Thinklab-SJTU / Bench2Drive

[NeurIPS 2024 Datasets and Benchmarks Track] Closed-Loop E2E-AD Benchmark Enhanced by World Model RL Expert
Apache License 2.0
1.24k stars 79 forks source link

Closed-loop evaluation resume #20

Closed StevenJ308 closed 2 months ago

StevenJ308 commented 3 months ago

Hi, thanks for making the code public, I'm having some problems reproducing the closed loop eval. Since I am single gpu, I am using the debug mode directly for the evaluation, but every time I can't run through 220 routes and crahsed. when I reevaluate it, it will start the evaluation from the beginning. I see that resume=True has been set in the shell script, why would it still start from the beginning? What should I do to avoid evaluating routes that have already been evaluated? Thank you very much!

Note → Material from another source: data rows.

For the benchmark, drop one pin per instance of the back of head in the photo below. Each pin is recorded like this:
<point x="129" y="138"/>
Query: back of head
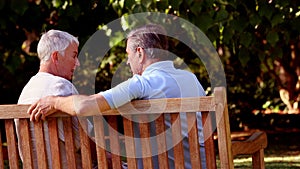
<point x="152" y="38"/>
<point x="54" y="40"/>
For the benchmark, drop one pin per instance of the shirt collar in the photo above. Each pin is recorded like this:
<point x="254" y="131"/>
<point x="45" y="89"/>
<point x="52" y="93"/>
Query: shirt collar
<point x="161" y="65"/>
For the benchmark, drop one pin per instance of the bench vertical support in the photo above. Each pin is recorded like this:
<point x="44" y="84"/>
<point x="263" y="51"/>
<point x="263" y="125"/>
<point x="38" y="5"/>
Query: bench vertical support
<point x="222" y="117"/>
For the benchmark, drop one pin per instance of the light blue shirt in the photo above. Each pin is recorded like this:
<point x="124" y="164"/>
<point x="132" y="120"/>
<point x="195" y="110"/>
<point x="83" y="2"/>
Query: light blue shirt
<point x="160" y="80"/>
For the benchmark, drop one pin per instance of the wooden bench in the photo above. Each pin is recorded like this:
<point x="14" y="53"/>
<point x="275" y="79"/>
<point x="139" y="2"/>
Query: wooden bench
<point x="214" y="111"/>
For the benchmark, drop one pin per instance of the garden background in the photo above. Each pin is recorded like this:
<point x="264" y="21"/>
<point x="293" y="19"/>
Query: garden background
<point x="258" y="42"/>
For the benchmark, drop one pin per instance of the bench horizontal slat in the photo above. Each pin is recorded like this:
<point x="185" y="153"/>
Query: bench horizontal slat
<point x="163" y="115"/>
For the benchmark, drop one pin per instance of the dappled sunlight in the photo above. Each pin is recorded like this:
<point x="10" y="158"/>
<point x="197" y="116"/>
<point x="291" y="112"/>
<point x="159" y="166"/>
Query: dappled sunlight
<point x="271" y="161"/>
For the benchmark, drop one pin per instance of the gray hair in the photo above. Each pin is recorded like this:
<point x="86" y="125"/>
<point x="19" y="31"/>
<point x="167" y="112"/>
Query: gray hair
<point x="54" y="40"/>
<point x="152" y="38"/>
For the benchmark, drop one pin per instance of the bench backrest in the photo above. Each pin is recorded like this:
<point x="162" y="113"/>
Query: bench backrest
<point x="213" y="108"/>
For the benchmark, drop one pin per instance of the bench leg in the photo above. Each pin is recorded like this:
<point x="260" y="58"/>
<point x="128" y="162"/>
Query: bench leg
<point x="258" y="160"/>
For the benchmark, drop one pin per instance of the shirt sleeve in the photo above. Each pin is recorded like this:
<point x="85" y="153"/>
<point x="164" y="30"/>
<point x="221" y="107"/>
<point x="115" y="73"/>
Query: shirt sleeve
<point x="124" y="92"/>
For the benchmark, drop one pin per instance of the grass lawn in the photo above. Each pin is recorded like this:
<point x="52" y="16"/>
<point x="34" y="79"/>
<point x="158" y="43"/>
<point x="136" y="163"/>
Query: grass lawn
<point x="283" y="151"/>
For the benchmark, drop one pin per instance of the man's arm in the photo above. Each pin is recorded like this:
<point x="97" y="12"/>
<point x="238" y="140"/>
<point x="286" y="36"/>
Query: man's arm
<point x="72" y="105"/>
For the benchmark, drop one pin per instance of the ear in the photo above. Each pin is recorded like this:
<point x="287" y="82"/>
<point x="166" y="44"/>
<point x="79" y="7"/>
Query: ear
<point x="54" y="57"/>
<point x="141" y="54"/>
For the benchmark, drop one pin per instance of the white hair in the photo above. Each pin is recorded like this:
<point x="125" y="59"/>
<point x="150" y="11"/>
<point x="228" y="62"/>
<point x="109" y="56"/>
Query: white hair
<point x="54" y="40"/>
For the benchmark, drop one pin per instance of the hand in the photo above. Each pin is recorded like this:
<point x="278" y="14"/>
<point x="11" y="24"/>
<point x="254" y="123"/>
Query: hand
<point x="42" y="108"/>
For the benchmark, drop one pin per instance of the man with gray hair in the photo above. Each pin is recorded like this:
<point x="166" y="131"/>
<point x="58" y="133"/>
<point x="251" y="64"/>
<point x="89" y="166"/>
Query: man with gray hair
<point x="58" y="52"/>
<point x="153" y="77"/>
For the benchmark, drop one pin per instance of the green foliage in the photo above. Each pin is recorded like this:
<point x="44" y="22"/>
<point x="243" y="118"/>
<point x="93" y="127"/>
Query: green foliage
<point x="255" y="39"/>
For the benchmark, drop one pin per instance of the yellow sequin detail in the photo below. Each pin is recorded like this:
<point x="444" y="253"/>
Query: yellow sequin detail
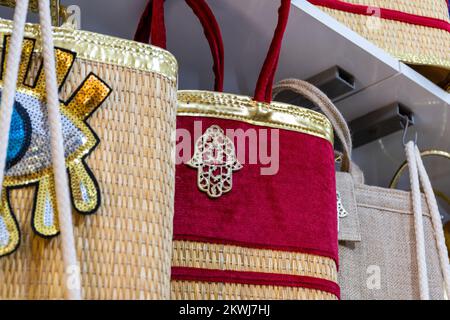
<point x="84" y="190"/>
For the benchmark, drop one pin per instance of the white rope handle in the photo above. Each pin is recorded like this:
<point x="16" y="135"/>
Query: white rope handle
<point x="418" y="221"/>
<point x="436" y="221"/>
<point x="71" y="281"/>
<point x="71" y="268"/>
<point x="10" y="82"/>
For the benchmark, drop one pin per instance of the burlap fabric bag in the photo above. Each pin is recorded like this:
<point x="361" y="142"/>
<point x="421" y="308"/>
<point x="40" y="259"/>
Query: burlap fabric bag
<point x="377" y="249"/>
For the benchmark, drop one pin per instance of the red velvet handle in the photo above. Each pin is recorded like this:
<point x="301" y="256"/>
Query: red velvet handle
<point x="152" y="25"/>
<point x="263" y="91"/>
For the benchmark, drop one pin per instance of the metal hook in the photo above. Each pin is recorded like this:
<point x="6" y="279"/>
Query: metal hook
<point x="405" y="129"/>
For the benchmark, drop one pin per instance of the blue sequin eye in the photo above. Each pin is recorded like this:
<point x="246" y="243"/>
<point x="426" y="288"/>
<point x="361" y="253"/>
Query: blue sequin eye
<point x="19" y="135"/>
<point x="29" y="160"/>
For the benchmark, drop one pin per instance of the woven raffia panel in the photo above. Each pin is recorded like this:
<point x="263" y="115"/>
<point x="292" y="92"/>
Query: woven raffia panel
<point x="209" y="256"/>
<point x="410" y="43"/>
<point x="427" y="8"/>
<point x="125" y="248"/>
<point x="189" y="290"/>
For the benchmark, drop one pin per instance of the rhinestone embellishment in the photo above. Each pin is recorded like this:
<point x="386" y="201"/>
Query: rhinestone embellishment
<point x="215" y="160"/>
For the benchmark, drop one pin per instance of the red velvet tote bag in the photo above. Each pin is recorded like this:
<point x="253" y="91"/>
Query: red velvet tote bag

jayyoung0802 commented 2 months ago

resume=True works well. It uses the json file to determine the route id of the evaluation, please keep the file path unchanged. And if one route always crashed(may be caused by agent behavior), you can skip it and 'progress'-1 manually.

StevenJ308 commented 2 months ago

Thank you very much for your answer. I looked at the code again and realized that in the while loop of the _validate_andresume function, it checks the status of the tested route, and my json file shows that the status of the initial route is Failed, which leads to restarting the test every time~